リアクションマッシュアップは、動画の画面を9つに分けて、真ん中にアニメの映像、その周囲に色んな人のリアクションを散りばめてあるのがよく見かけるパターンです。

真ん中のアニメは、そのままだと著作物を勝手に公開していると判断されてしまうため、音が出ていなかったり、画質がひどく落としてあったり、アニメの上から半透明のも模様などをかぶせてあったりします。
一度ちゃんとそのアニメを見た人なら、今はどのシーンなのかが分かるけれど、初見の人には何が写っているか解らないように加工してあります。
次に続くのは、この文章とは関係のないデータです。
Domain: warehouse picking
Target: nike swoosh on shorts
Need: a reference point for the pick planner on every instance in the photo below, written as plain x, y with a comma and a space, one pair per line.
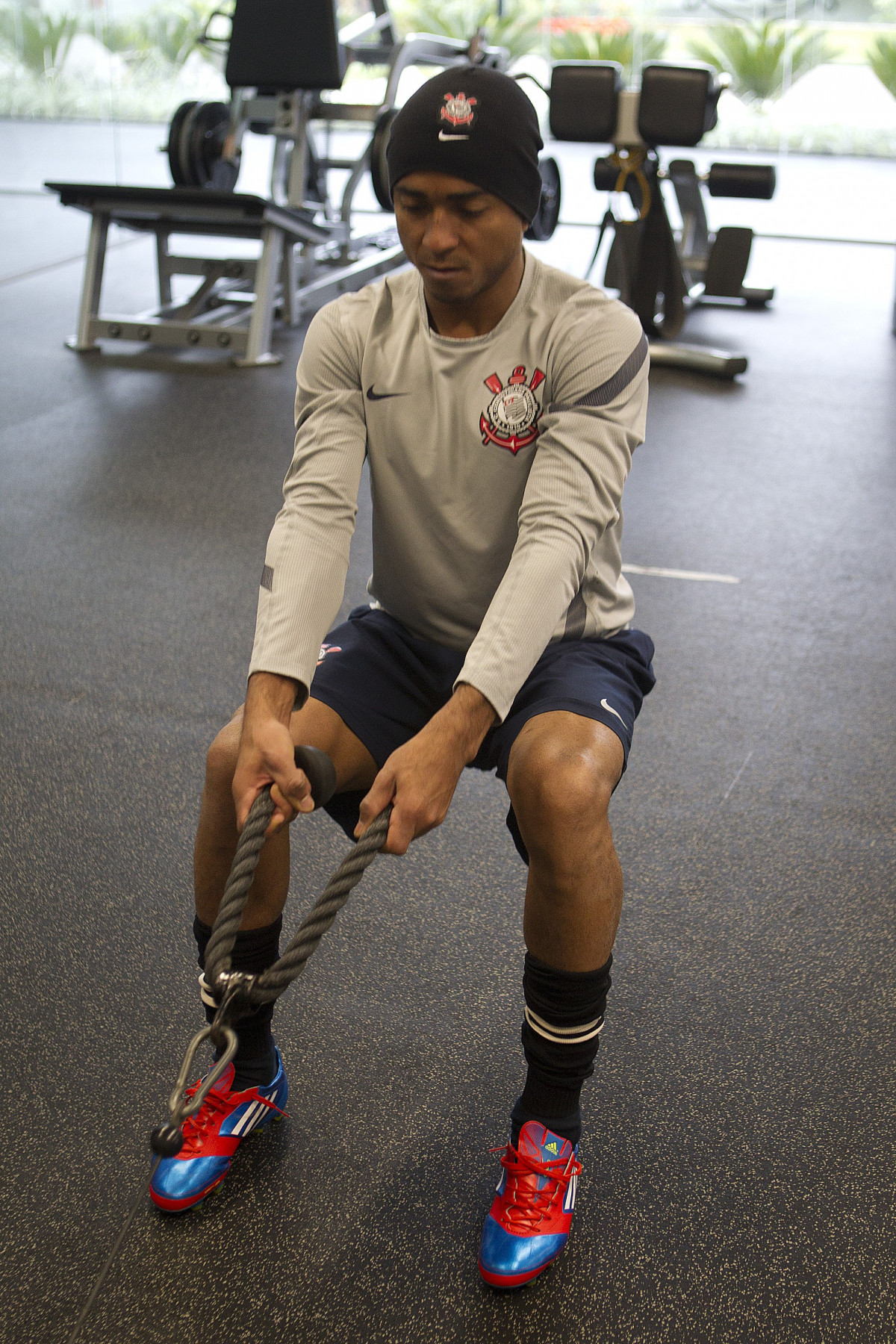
605, 706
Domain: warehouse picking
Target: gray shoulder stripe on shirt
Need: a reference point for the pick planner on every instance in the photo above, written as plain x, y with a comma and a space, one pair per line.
609, 391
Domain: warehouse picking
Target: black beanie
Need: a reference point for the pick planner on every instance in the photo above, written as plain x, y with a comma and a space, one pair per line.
476, 124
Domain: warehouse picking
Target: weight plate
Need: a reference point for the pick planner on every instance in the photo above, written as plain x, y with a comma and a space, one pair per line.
548, 213
175, 163
202, 141
379, 167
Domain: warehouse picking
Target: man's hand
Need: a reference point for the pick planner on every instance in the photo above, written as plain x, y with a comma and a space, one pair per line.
421, 777
267, 753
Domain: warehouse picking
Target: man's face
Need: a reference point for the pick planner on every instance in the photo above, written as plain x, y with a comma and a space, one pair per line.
460, 238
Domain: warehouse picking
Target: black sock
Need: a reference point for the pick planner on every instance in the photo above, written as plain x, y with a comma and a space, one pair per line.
559, 1057
254, 951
百聞は一件にしかず。それでは、実際に見てみましょう。

どうでしょうか? まさにお茶の間ですね。
お茶の間は消えゆくどころか、ネットで距離を詰め、見知らぬ海外の人と共に過ごせる空間として存在しているのです。とても奇妙な空間です。ひとりひとりが独立しているのに、共に過ごしているような感覚。

ぜひ、この感覚を味わってみてください。